What’s significant for this initial test is that we’re comparing about 100 screened stocks to about 2,900 others. If we have reason to believe the group of 100 is better than the group of 2,900, then we will have delivered on what Table 4.1 above suggested we should aim for, a potentially superior user-defined personal stock market from which we can get pre-qualified ideas. So much the better if we can add additional criteria and get down to 30 or fewer stocks, as I typically do when I screen for real-money use.
So now, let’s look at the results;
Figure 1 paints the sort of picture most familiar to those who want to see simulated portfolios. That’s not really what this is. The graph plots are not total returns but “active returns” which are total returns minus benchmark returns for Quantile 1, the 100 or so passing stocks versus the active returns for Quantile 2, the 2,900 or so failing stocks).
Red is Quantile 1 (passing stocks); Blue is Quantile 2 (did not make it into the screen). Image from ClariFi, a subsidiary of S&P Global Market Intelligence
It’s interesting, but not necessarily my favorite presentation. For one thing, it’s easy for me to let my guard down and wind up reacting as if I were seeing a genuine portfolio-to-benchmark simulation. Second,I have to stay on my toes to remain aware of how heavily the picture is influenced by the choice of starting date and/or an atypically sharp move in one particular period.

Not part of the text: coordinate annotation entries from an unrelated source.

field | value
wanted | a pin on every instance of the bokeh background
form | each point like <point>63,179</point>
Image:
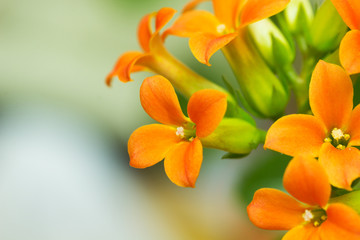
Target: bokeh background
<point>64,171</point>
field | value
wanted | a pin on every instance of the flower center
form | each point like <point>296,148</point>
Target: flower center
<point>338,138</point>
<point>315,216</point>
<point>187,132</point>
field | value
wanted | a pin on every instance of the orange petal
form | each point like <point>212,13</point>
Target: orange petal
<point>183,162</point>
<point>204,45</point>
<point>192,4</point>
<point>354,127</point>
<point>331,95</point>
<point>303,232</point>
<point>206,108</point>
<point>255,10</point>
<point>145,32</point>
<point>349,10</point>
<point>350,52</point>
<point>159,100</point>
<point>149,144</point>
<point>296,134</point>
<point>228,11</point>
<point>194,22</point>
<point>342,166</point>
<point>124,66</point>
<point>343,222</point>
<point>306,180</point>
<point>163,16</point>
<point>275,210</point>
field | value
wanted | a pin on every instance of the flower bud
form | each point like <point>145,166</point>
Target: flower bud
<point>234,135</point>
<point>271,43</point>
<point>327,29</point>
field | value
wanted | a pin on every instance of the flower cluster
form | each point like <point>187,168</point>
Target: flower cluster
<point>261,41</point>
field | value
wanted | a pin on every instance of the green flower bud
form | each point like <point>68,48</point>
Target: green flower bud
<point>262,92</point>
<point>299,15</point>
<point>234,135</point>
<point>327,29</point>
<point>271,43</point>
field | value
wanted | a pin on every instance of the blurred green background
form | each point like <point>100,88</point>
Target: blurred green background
<point>64,170</point>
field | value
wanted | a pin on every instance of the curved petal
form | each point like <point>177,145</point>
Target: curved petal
<point>303,232</point>
<point>342,166</point>
<point>255,10</point>
<point>145,32</point>
<point>306,180</point>
<point>275,210</point>
<point>149,144</point>
<point>159,100</point>
<point>183,162</point>
<point>206,108</point>
<point>296,134</point>
<point>227,11</point>
<point>349,11</point>
<point>194,22</point>
<point>342,223</point>
<point>350,51</point>
<point>331,95</point>
<point>354,127</point>
<point>192,4</point>
<point>204,45</point>
<point>163,16</point>
<point>124,66</point>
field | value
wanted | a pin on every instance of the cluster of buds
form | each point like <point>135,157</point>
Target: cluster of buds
<point>261,41</point>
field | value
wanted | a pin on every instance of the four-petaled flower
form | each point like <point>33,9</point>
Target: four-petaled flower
<point>306,180</point>
<point>331,133</point>
<point>178,138</point>
<point>349,10</point>
<point>208,33</point>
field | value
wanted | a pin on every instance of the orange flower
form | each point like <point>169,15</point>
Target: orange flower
<point>157,59</point>
<point>208,33</point>
<point>178,140</point>
<point>331,133</point>
<point>349,10</point>
<point>306,181</point>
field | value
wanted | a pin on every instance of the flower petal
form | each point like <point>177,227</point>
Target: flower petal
<point>275,210</point>
<point>206,108</point>
<point>194,22</point>
<point>349,11</point>
<point>149,144</point>
<point>255,10</point>
<point>204,45</point>
<point>183,163</point>
<point>343,222</point>
<point>192,4</point>
<point>227,11</point>
<point>354,127</point>
<point>342,166</point>
<point>303,232</point>
<point>159,100</point>
<point>331,95</point>
<point>163,16</point>
<point>125,65</point>
<point>350,52</point>
<point>296,134</point>
<point>306,180</point>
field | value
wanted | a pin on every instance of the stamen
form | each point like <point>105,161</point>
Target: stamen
<point>221,28</point>
<point>337,134</point>
<point>308,216</point>
<point>180,132</point>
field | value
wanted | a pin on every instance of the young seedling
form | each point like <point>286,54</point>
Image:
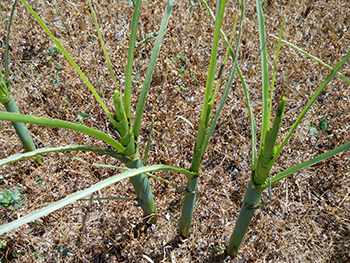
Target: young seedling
<point>269,150</point>
<point>124,140</point>
<point>206,128</point>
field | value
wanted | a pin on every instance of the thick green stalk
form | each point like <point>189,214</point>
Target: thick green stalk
<point>199,149</point>
<point>22,130</point>
<point>267,152</point>
<point>250,202</point>
<point>143,191</point>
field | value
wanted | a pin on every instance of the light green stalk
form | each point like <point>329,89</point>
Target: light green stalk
<point>190,198</point>
<point>269,153</point>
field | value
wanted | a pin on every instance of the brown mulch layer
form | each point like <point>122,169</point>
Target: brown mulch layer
<point>308,219</point>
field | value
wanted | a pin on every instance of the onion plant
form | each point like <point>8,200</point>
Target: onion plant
<point>8,101</point>
<point>206,129</point>
<point>264,159</point>
<point>124,129</point>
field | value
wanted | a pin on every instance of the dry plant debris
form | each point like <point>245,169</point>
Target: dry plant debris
<point>309,217</point>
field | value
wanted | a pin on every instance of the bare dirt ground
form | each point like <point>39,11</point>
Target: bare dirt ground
<point>308,219</point>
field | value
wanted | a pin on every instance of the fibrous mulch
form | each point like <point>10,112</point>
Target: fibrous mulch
<point>308,218</point>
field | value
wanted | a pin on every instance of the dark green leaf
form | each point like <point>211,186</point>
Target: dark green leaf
<point>323,124</point>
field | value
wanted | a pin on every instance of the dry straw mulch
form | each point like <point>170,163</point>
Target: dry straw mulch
<point>308,219</point>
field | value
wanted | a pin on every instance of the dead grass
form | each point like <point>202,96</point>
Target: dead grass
<point>308,219</point>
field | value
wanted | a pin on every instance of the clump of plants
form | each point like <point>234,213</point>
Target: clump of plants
<point>125,130</point>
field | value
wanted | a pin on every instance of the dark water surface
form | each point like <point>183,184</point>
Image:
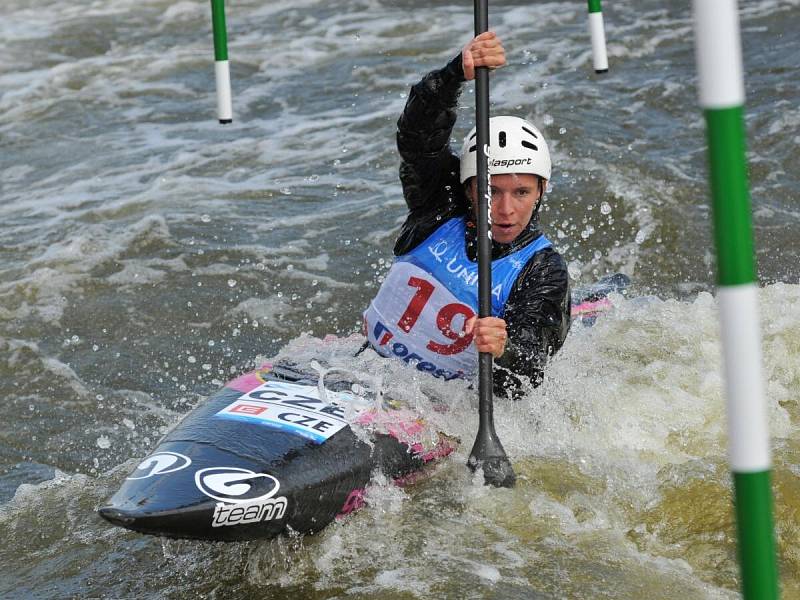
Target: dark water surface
<point>148,254</point>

Figure 2 is the view that most satisfies those looking for answers that are as black-and-white as possible. It shows the average annualized active return for each quantile. Its strength is simplicity. But that simplicity is also its weakness; it can mask a lot of things going on from period to period.
Image from ClariFi, a subsidiary of S&P Global Market Intelligence
My favorite view is the one shown in Figure 3.

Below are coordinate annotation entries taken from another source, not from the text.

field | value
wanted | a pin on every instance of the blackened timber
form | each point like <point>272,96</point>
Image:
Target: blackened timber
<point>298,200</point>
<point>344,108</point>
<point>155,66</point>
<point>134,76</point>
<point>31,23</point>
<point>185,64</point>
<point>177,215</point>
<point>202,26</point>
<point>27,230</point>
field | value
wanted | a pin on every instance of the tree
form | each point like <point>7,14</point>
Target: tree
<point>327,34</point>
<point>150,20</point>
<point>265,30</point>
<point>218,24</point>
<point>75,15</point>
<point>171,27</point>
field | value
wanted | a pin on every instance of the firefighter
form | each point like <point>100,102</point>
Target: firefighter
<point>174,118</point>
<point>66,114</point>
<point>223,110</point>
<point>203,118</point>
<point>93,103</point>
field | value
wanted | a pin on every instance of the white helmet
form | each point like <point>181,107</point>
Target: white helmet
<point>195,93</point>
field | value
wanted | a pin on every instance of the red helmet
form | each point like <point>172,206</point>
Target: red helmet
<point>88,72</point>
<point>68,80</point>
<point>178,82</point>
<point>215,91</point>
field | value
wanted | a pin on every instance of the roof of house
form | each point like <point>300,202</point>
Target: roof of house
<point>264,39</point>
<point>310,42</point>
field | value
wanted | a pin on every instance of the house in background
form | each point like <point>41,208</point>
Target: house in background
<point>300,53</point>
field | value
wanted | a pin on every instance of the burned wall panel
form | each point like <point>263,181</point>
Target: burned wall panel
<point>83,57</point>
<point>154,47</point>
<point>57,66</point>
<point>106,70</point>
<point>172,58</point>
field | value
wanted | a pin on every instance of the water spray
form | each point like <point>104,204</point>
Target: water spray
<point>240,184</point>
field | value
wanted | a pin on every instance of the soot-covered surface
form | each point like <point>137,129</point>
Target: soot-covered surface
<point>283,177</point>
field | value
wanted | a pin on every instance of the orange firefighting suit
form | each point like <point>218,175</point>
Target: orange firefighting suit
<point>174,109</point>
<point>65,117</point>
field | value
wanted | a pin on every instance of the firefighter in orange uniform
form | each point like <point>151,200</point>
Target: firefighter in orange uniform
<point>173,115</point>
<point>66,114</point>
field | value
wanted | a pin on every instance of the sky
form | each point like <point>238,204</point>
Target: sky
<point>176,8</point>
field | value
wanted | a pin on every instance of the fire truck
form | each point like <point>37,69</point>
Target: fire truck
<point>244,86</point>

For each period (quarter in this case, but it could be anything; a week, a month, etc.) we see a graph of the return of Quantile 1 (the 100 or so stocks in the screen) minus Quantile 2; the “spread” between the two groups.
It doesn’t give a simple yes-no answer, but it is the presentation that I think gives the greatest picture of screen performance (or at least as good a picture as one can get without diving into the numerical tables).
Since we’re dealing with Quantile 1 minus Quantile 2, we obviously prefer to see as many bars as possible stretching upward above the zero line. Upward bars that stretch higher up are better. And to the extent we have downward reaching basrs, we’d ideally like them to be as shallow as possible.
Image from ClariFi, a subsidiary of S&P Global Market Intelligence
The illustration here depicts a very successful backtest. We see only one really deep downward bar and it happened a long time ago, and looking at the date, I recall a lot of aberrant negative things happening in the market back then (the Arab Spring, the Greek-Euro crisis, etc.). That one nightmare quarter is what prevented the pseudo-simulation depicted in Figure 1 from having a more impressive appearance.
Again, and I can’t say this often enough: When we’re dealing with the unknowable future, nothing is guaranteed. (Just imagine yourself a back in time to a few weeks before the 2011 horror quarter.) We’re working with probabilities, as we necessarily must since nobody can know the future. But as far as enhancing probabilities, if a screen can do for me the sort of thing depicted in the hypothetical table presented above, if it can help me create a personal stock market from which to draw ideas, I’ll take it. Figure 3 is an illustration of a screen that does just this.